Mais ces systèmes, en plus de demander une bonne dose de pédagogie, ne sont évidemment pas neutres, et en choisir un plutôt qu'un autre influe sur les résultats. Le vote alternatif, par exemple, est plus ou moins favorable aux centristes selon le mode d'élimination retenu: «Le centre est plus rapidement éliminé quand on élimine le candidat qui est donné le moins souvent en tête. Les extrêmes sont ensuite éliminés et on arrive à un duel entre la droite modérée et la gauche modérée: on reproduit pas mal le phénomène de laminage du centre. Si on élimine celui qui est arrivé le plus souvent dernier, on a le phénomène inverse», explique Jean-François Laslier.

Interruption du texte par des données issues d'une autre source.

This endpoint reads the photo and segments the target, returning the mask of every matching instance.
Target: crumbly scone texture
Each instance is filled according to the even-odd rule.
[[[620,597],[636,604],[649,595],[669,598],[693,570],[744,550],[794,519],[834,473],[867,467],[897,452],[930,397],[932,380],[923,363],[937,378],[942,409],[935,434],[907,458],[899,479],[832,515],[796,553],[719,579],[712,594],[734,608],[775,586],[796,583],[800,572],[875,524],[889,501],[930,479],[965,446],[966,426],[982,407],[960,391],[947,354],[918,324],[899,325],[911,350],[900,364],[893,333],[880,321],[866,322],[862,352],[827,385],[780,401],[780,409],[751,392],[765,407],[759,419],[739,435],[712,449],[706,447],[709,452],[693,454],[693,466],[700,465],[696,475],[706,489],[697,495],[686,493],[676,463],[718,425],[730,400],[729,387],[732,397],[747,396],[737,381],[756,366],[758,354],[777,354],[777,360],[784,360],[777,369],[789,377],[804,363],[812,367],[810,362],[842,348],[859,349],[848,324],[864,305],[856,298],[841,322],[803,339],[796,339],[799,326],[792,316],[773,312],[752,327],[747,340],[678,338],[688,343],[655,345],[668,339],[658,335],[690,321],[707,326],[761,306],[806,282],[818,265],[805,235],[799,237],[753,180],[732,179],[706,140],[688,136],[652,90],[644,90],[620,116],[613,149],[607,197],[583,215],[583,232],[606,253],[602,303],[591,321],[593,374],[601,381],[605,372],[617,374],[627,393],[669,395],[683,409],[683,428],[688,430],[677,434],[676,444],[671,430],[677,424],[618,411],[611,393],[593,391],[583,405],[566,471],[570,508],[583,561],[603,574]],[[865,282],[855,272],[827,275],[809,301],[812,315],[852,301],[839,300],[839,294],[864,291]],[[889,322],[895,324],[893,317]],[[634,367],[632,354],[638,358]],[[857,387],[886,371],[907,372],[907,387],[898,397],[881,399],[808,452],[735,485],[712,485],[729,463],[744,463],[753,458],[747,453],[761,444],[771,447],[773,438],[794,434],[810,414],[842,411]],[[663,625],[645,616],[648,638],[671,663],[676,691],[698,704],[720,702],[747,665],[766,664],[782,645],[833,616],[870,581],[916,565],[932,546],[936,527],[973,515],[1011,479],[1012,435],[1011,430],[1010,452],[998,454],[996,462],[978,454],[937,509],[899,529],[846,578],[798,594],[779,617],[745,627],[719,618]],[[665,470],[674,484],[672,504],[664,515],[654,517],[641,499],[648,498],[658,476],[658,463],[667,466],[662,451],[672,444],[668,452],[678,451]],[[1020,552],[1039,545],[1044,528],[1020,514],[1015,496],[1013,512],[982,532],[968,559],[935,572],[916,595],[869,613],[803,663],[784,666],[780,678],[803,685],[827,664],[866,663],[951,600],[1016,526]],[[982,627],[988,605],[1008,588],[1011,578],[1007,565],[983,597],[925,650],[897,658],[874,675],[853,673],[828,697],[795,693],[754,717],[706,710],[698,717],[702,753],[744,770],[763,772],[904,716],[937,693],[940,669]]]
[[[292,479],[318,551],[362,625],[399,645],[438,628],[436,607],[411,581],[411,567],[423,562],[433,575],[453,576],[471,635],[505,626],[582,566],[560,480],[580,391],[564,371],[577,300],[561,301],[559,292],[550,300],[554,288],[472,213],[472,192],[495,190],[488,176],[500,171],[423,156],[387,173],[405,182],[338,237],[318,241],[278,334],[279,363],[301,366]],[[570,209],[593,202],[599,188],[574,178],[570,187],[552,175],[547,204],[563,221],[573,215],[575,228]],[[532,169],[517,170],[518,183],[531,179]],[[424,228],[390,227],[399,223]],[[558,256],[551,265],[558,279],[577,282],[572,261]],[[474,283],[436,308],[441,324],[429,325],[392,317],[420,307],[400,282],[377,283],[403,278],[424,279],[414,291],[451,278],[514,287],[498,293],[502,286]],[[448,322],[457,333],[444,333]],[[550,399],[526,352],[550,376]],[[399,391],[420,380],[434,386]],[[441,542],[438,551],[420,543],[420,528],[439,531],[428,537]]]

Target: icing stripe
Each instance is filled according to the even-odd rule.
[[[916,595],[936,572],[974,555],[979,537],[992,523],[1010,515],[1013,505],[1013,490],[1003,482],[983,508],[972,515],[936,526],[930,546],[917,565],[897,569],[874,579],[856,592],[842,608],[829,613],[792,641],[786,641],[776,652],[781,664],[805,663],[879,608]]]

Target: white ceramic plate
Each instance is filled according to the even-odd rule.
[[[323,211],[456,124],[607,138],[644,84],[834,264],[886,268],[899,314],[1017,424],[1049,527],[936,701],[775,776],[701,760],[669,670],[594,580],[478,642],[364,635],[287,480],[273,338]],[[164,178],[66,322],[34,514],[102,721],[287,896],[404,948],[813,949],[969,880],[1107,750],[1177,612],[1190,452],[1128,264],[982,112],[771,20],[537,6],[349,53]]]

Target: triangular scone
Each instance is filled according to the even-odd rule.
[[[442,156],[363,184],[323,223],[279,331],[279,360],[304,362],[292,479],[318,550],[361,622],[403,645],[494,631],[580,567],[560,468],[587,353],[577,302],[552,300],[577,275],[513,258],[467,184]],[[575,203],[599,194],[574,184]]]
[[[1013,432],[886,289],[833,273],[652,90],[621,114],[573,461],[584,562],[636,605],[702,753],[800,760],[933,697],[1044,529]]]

En 2007, trois chercheurs de l'université de Lille et de Paris-I qui avaient mené une expérience à Faches-Thumesnil (Nord) avec les deux systèmes d'élimination avaient d'ailleurs constaté que, avec les mêmes votes, l'un donnait la victoire à Sarkozy face à Royal, l'autre à Bayrou face à Sarkozy...

«Un choix de société explicite»

De même, un candidat qui recueille une courte majorité d'excellents jugements et une forte minorité de jugements exécrables se classera bien au jugement majoritaire, mais pas forcément au vote par note. Et pour ce dernier, le barème n'est pas compris de la même façon par tous les électeurs (un peu comme un professeur peut systématiquement noter entre 5 et 15 et un autre utiliser toute la palette entre 0 et 20) et influera sur les résultats: un barème asymétrique (comme -2, -1, 0, 1, 4) ne donne pas les mêmes résultats qu'un barème symétrique. Dans l'expérience de l'Association des citoyens pour le vote de valeur, si on valorise plus les francs soutiens, on fait remonter Hollande vis-à-vis de Bayrou, qui en compte deux fois moins.

«C'est avant tout un choix de société explicite qui doit être assumé entre vote de consensus et vote d'adhésion. Aujourd'hui le système ne comptabilise que les votes d'adhésion (et il les comptabilise très mal!)», résume Sylvain Spinelli, membre fondateur de l'association. Bref, analyse Jean-François Laslier, on touche, avec ces systèmes alternatifs, «à la conception de l'acte de vote et au rapport entre les gens et le pouvoir».